Doctors removed shoulder muscle and bone, did bone grafts and inserted a metal rod. He went through 18 months of chemotherapy.

Although Satterwhite could move his hand, his arm and shoulder movement was restricted, which didn't bode well for an artist. But he picked up his right hand with his left hand, stuck a brush in it and went back to work. "I started drawing when the cast was still on," Satterwhite, now 21, said.

The persistence paid off; one of the former Eau Claire High School student's paintings just won a $20,000 prize. It came from VSA, formerly known as Very Special Arts, an organization for artists with disabilities.

Satterwhite's "Remission and Resilience" is being shown with other finalists at the Smithsonian Institution's S. Dillon Ripley Center in Washington.

Those who know Satterwhite say he's a good artist by any measure, not only among those with disabilities.

"He was never one to make excuses and was always willing to pay his own way," said Janice Johnson, who was his art teacher at Eau Claire. "Rarely do you find students at that age willing to put forward the commitment. He was focused and determined."

After two years at Eau Claire, Satterwhite was admitted to the Governor's School for the Arts and Humanities, a residential school in Greenville.

"I'm looking at a relief print on my wall that he did — it's 24 by 36 inches. He was thinking on a different scale," said Joe Thompson, visual arts chairman at the Governor's School.

Satterwhite had been the art star at his school, but the Governor's School is filled with stars.

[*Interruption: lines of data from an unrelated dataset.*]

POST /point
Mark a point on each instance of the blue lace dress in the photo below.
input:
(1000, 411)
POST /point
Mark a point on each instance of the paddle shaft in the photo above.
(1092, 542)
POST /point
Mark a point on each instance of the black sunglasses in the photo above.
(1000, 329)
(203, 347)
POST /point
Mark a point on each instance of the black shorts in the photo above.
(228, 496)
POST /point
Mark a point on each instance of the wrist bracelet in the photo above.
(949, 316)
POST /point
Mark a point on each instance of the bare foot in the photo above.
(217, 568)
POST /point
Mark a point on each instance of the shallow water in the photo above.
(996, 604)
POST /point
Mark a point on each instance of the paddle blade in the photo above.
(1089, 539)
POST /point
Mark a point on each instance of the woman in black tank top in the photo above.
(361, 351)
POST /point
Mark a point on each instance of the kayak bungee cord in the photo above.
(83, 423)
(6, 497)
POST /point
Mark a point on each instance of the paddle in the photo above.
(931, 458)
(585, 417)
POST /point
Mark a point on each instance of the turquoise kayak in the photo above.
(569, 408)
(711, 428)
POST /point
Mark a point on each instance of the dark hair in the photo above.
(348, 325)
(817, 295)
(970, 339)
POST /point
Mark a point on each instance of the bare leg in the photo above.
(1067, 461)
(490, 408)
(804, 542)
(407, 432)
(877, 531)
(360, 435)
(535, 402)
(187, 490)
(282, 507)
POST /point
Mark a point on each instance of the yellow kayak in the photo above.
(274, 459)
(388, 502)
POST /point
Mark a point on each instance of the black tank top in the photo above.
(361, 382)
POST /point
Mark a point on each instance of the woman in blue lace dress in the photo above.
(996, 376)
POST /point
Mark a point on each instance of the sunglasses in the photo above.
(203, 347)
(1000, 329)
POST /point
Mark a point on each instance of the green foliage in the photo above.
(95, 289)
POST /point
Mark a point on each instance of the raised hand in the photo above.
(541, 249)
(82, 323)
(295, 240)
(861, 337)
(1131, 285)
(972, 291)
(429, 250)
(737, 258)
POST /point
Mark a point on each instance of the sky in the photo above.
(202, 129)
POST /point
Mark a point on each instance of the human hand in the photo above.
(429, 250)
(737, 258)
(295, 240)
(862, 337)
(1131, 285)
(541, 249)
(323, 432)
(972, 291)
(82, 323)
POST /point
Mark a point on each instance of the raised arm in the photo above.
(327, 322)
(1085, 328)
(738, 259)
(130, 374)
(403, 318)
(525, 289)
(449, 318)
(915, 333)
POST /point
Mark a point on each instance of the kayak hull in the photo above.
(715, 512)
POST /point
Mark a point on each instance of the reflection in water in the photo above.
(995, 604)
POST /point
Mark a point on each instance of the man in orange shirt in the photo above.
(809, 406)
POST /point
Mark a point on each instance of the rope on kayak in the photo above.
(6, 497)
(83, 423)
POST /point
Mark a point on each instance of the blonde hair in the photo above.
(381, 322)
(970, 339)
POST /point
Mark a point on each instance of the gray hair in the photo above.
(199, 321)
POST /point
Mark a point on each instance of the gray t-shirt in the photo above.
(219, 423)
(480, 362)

Satterwhite said the program there "was very hardcore."

"He buckled down and worked through that first year," Thompson said. "Then he really caught on fire as a senior. We all were just crazy about him."

"Remission and Resilience" is 4 feet by 5 feet and has six figures in it doing hard-to-define tasks. They're placed in a setting that is somewhat realistic, but also rather abstract. Satterwhite, now a senior at the Maryland Institute College of Art in Baltimore, draws on the art of the past, such as Baroque painting, as well as contemporary art.

As a child, he began drawing to help his mother, Patricia, who wanted to invent and market products. He eventually plans to create an art installation based on her drawings.

He and his father, Henry Satterwhite Jr., often went to the Columbia Museum of Art and City Art Gallery. Although teaching himself a new way to draw and paint was hard, Satterwhite said, family illnesses and adolescence prevented him from worrying about it too much.

And once he arrived at Eau Claire, he had plenty of support from Johnson.

"She's amazing," he said. "She saw my potential. She'd stay until 9 at night helping me. I owe her so much."

The admiration is mutual.

"I could go on and on about him," said Johnson, who has been teaching at Eau Claire for 13 years. She also helped Satterwhite get into the Governor's School in 2002, even though it meant losing a star student.

"There's no way you can hold a student down when you see that kind of potential," she said.

The VSA award comes at a good time, Satterwhite said. He just got laid off from his job and his grandmother died. "I found out in the middle of some unfortunate events," he said.